Abbiamo sfidato lo scetticismo, la miopia e l’indifferenza di alcune istituzioni, raggiungendo il risultato di riuscire a suscitare la giusta reazione, almeno per questa questione, fiduciosi del fatto che per tutte le altre questioni, dallo stoccaggio di San Martino al gasdotto Larino Chieti, dalla raffineria di Paglieta ai pozzi di Bomba, tutti devono capire che è cominciata una stagione nuova.

Il cancro, fatto di coperture e di favori, ha i giorni contati perché la gente ha cominciato a capire che i poteri cosiddetti forti diventano assai deboli quando competenza e fame di giustizia si mettono insieme al servizio della collettività.

Abbiamo sostituito le istituzioni, come fossimo commissari straordinari. Eppure c’è chi è pagato per fare quello che abbiamo fatto noi gratuitamente. Un plauso particolare ci sentiamo di farlo ad Alessandro Lanci, il nostro Presidente, pronto a rischiare in prima persona penalmente, più volte minacciato, ma mai intimorito, sempre convinto delle ragioni che sono alla base dei nostri principi .

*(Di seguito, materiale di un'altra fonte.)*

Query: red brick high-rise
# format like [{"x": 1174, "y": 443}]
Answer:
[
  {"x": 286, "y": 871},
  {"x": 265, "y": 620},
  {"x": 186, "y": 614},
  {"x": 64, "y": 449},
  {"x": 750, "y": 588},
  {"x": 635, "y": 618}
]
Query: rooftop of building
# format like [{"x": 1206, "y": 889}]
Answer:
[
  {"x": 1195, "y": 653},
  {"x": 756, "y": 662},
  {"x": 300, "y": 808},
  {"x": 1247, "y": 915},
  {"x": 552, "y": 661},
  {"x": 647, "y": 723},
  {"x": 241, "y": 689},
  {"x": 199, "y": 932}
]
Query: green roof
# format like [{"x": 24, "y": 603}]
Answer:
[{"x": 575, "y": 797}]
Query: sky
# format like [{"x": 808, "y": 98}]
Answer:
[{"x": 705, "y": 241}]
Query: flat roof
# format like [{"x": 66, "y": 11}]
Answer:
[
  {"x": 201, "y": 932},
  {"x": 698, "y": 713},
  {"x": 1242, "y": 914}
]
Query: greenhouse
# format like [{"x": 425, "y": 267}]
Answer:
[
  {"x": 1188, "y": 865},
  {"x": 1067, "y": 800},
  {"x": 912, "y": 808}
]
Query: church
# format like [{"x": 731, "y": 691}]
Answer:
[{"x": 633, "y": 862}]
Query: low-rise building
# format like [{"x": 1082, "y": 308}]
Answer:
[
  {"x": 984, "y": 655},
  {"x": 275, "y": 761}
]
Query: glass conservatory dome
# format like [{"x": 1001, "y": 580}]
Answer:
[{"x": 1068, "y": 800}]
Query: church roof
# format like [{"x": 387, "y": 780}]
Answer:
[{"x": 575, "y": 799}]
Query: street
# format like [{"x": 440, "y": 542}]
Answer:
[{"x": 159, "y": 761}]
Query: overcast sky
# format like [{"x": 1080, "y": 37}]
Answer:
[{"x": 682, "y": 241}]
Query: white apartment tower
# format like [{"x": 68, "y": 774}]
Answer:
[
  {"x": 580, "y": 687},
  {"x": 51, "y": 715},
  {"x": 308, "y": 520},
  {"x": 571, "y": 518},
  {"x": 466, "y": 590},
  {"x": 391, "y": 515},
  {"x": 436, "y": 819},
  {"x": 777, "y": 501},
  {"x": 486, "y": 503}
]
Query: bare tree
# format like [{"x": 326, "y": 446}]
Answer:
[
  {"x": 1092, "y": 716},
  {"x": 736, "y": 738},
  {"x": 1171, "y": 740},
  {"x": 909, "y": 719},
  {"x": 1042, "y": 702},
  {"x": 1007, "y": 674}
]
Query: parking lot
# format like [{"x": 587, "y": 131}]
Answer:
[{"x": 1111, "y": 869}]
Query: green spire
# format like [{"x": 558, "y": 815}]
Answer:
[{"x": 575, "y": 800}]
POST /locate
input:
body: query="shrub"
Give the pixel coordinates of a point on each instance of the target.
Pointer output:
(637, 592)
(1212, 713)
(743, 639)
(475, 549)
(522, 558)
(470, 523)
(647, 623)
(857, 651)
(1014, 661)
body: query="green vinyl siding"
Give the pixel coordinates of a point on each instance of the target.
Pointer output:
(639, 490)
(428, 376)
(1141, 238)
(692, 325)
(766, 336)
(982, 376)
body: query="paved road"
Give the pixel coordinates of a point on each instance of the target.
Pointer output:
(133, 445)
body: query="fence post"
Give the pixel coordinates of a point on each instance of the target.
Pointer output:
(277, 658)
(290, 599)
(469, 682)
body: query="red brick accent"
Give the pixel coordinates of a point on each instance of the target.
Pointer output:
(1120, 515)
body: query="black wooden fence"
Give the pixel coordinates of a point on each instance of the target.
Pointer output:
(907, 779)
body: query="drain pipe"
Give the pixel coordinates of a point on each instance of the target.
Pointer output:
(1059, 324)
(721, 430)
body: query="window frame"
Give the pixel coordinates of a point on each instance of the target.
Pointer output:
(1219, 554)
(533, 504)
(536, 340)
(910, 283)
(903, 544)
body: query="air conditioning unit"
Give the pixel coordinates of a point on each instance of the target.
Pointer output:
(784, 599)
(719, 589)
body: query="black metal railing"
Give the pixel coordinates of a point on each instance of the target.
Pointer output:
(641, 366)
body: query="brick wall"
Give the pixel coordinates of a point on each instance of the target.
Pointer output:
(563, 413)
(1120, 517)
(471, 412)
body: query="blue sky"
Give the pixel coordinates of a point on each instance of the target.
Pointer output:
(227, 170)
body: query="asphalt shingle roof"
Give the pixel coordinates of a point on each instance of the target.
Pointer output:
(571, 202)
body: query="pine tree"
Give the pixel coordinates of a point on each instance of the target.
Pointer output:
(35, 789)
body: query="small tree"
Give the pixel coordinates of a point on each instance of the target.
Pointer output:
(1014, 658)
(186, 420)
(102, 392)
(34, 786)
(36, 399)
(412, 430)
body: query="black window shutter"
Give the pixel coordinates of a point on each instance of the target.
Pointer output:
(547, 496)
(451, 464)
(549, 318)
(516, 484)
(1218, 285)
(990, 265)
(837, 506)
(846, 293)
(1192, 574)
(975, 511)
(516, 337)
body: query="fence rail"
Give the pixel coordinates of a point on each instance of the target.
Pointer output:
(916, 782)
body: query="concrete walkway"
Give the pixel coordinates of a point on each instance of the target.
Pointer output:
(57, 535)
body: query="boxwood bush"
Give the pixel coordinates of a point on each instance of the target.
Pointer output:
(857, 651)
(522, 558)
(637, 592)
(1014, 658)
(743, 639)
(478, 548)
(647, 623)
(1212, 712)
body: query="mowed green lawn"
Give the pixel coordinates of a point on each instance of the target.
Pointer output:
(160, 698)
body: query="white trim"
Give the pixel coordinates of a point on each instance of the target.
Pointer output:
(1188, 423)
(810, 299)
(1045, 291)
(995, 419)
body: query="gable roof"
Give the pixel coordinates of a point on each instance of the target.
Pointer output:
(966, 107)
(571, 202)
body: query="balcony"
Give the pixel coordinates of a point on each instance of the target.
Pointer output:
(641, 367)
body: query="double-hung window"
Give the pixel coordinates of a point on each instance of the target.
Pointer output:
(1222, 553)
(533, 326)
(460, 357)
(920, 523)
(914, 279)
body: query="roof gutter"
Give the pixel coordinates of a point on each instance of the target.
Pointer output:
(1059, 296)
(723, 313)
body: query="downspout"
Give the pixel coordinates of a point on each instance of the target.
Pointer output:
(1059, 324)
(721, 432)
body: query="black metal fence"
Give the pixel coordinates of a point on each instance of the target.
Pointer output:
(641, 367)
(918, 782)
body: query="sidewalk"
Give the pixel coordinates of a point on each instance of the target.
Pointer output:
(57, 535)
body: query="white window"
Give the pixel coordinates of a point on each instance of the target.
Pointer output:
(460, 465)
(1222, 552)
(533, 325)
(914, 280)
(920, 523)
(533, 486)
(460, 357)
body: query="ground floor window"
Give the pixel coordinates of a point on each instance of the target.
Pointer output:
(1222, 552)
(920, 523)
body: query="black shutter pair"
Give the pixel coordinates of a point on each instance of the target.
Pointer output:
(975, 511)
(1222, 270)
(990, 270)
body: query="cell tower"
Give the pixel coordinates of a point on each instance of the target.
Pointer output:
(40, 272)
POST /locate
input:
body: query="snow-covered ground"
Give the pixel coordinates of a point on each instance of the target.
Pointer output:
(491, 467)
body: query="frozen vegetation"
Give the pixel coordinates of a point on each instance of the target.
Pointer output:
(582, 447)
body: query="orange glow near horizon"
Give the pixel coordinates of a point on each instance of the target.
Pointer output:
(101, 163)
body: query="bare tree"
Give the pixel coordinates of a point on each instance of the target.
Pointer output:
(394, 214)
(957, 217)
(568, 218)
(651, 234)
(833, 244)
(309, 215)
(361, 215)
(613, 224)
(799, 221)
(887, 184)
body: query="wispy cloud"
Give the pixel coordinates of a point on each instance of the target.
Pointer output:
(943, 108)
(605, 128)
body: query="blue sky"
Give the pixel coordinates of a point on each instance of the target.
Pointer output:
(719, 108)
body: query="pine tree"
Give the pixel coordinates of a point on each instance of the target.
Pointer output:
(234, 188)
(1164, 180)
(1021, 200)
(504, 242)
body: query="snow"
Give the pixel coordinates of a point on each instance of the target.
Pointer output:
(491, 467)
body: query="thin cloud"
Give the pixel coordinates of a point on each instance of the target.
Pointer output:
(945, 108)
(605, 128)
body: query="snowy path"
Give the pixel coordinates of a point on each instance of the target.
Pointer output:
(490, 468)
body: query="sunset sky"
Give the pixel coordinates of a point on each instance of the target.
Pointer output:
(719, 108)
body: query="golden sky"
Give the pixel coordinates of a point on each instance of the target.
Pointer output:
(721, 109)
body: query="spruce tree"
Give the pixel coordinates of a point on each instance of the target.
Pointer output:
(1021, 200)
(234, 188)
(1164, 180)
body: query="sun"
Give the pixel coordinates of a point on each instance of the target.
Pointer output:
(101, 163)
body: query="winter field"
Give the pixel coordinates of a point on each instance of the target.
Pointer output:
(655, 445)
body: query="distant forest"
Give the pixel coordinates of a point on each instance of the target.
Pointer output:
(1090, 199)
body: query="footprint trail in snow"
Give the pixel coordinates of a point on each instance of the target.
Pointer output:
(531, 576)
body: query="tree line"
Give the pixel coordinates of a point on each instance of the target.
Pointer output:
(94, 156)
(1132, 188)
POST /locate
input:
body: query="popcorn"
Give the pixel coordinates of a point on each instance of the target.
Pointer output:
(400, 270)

Ebbene quelle ragioni oggi hanno vinto, alla faccia dei detrattori dalla lingua facile, pronti ad accusare tutto il movimento di esagerazioni o peggio di mistificazioni.

A quei cittadini diciamo che anche loro respireranno un’aria più sana, non solo quelli come noi che hanno combattuto, non solo i cittadini tutti di Treglio, ma soprattutto i tanti bambini, gli anziani, le persone con problemi di salute costretti per anni a sopportare l’insopportabile.

Ancora diciamo loro che d’ora in poi il mercato immobiliare del comprensorio potrà conoscere uno sviluppo finora bloccato da quei fumi insalubri.

In ultimo diciamo loro che la salute è il bene supremo sul quale non deve più avere il sopravvento l’interesse economico di una piccola parte a danno di tutti gli altri.

Oggi 17 luglio 2017 si è conclusa una battaglia che ha avuto un triplice obiettivo: il diritto alla salute, il rispetto dell’ambiente e il rispetto della legalità.

Non gioiamo per le condanne dei proprietari ma esclusivamente per il riacquisito diritto alla giustizia di tutti i cittadini che hanno subito per anni il fumo dannoso del sansificio.

Viva Nuovo Senso Civico, viva Treglio e viva tutti coloro che hanno contribuito al raggiungimento di questo risultato storico per la nostra comunità ed unico nel suo genere in Italia.